La semaine suivant ce premier contact fut d'un calme plat immense, échec mineure pour les filles où se mélangeait colère et rage impuissante. Puis, un miracle survint le soir de la pleine lune rouge : Jacob et Edouard était en plein échange de mot, limite s'ils en venaient pas aux mains !
-espèce de sac à puces ! Qu'est-ce que tu fous encore là ? Depuis une semaine tu n'arrêtes pas de me suivre ! Siffla le vampire. Serais-tu amoureux de moi ? Susurra-t-il en plissant les yeux, moqueur.
-ça ne va pas espèce de cadavre ambulant ! T'es complètement fou ? Moi ? Amoureux de toi ? Vraiment, tu devrais vérifier la qualité de ton sang avant de le boire ! Riposta Jacob. A moins que cela ne soit de naissance, cela expliquerais tout…
-répète un peu espèce de dégénéré ? murmura Edouard très menaçant en se collant à Jacob.
-j'ai dit que ta folie était de naissance, vampire, répondit le loup en grognant sourdement.
Edouard plissa encore les yeux et plaqua violement l'indien Quileute contre le mur, prêt à frapper ce visage qui l'énervait au plus haut point. Il leva son point dans l'intention de lui faire cracher son sang et ses dents, quand, soudain, Bella l'en empêcha.
-ça suffit vous deux ! J'en ai plus qu'assez de vous voir vous frapper ! Vous croyez que vous donnez quoi comme image à Renesmée ? cria-t-elle en colère. Si vous voulez vous battre allez dehors mais il est hors de question que vous faites ça ici. DEHORS !!! hurla Bella en les empoignant pour les mettre dans le jardin.
Ils furent enfermés dehors, la pleine lune rouge les baignant de ses rayons sanglants. Ils mirent un moment avant de se reprendre et de constater que leur homologue se tenait juste à côté d'eux. Ils se regardèrent un moment, sans bouger, puis se sautèrent dessus mutuellement.
On les voyait grogner, mordre, griffer ; sans cesse se roulant sur l'herbe pour prendre l'ascendant sur l'autre. Le combat laissait penser qu'il durerait des heures, les blessures sans gravités se multipliaient, quand soudain, Edward s'installa à califourchon sur Jacob, bloquant ses hanches et ses bras, souriant d'un air de vainqueur.
-alors la descente de lit, un problème ? Rigola-t-il en le voyant se tortiller sous lui. Mon sang est pur, il n'y a aucune folie en moi puisque j'ai réussi, encore une fois soi dit en passant, à te faire plier sous ma puissance, donc tu as encore fait une erreur.
-je ne crois pas espèce de cinglé, siffla le loup en retour, narquois. Je suis plus puissant que toi, souffla-t-il en essayant de se dégager de la prise, en vain.

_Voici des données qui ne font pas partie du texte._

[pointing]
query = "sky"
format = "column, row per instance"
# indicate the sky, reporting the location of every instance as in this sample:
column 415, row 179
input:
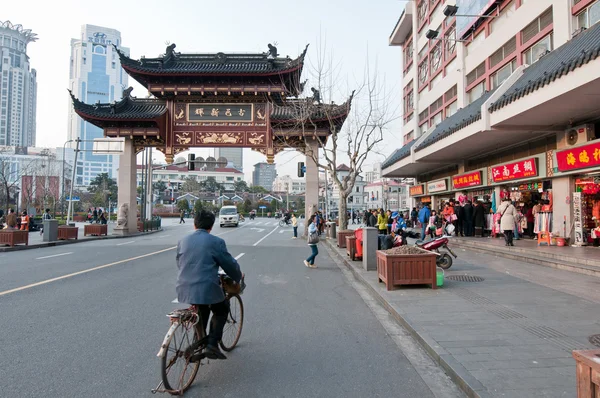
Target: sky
column 354, row 32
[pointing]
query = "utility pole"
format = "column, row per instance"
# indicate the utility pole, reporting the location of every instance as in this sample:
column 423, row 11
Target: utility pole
column 70, row 211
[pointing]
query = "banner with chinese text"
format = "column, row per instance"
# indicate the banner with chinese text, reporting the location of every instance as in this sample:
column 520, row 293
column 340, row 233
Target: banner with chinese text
column 467, row 180
column 515, row 171
column 579, row 158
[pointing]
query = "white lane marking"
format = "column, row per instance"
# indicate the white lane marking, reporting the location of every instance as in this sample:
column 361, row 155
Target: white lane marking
column 264, row 237
column 125, row 243
column 83, row 272
column 54, row 255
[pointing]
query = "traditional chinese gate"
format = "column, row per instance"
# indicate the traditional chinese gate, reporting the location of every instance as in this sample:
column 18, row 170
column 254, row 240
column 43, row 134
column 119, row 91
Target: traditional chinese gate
column 212, row 100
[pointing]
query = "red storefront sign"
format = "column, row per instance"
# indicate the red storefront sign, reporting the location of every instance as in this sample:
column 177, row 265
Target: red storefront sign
column 579, row 158
column 416, row 190
column 515, row 171
column 467, row 180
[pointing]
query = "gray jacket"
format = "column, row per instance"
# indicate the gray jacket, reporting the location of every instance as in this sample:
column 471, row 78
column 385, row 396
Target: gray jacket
column 199, row 256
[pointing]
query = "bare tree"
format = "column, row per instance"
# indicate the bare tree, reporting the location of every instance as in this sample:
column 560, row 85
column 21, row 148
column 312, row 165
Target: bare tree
column 12, row 169
column 356, row 127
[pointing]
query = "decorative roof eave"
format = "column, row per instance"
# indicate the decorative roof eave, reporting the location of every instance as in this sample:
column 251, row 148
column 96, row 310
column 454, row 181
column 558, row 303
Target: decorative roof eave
column 577, row 52
column 128, row 109
column 138, row 67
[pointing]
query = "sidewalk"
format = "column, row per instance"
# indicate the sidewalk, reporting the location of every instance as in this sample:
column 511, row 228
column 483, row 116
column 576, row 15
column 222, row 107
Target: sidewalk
column 510, row 335
column 36, row 240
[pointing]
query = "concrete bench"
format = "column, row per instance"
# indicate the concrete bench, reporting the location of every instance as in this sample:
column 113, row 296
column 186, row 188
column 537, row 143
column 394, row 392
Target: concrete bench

-plus puissant que moi ? Mais qui est en-dessous, Jacob ? Ne serais-ce pas toi par hasard ? C'est moi qui domine… ronronna le vampire en se collant au corps de l'indien, humant avec légèreté le parfum qui se dégageait de son corps. Ton odeur a changé espèce de mutant, il sent bon… je crois que tu as un goût savoureux à présent, comme les millésimes : il leur faut du temps avant de devenir vraiment délicieux. C'est triste pour toi, mais cela fait trop longtemps que je n'ai pas bu correctement et je pense que je vais me servir sur toi et puis cela me permettra de me débarrasser de ton ignoble présence… chuchota-t-il en esquissant un sourire sadiquement gourmand, ses canines se découpant dans l'obscurité de la nuit.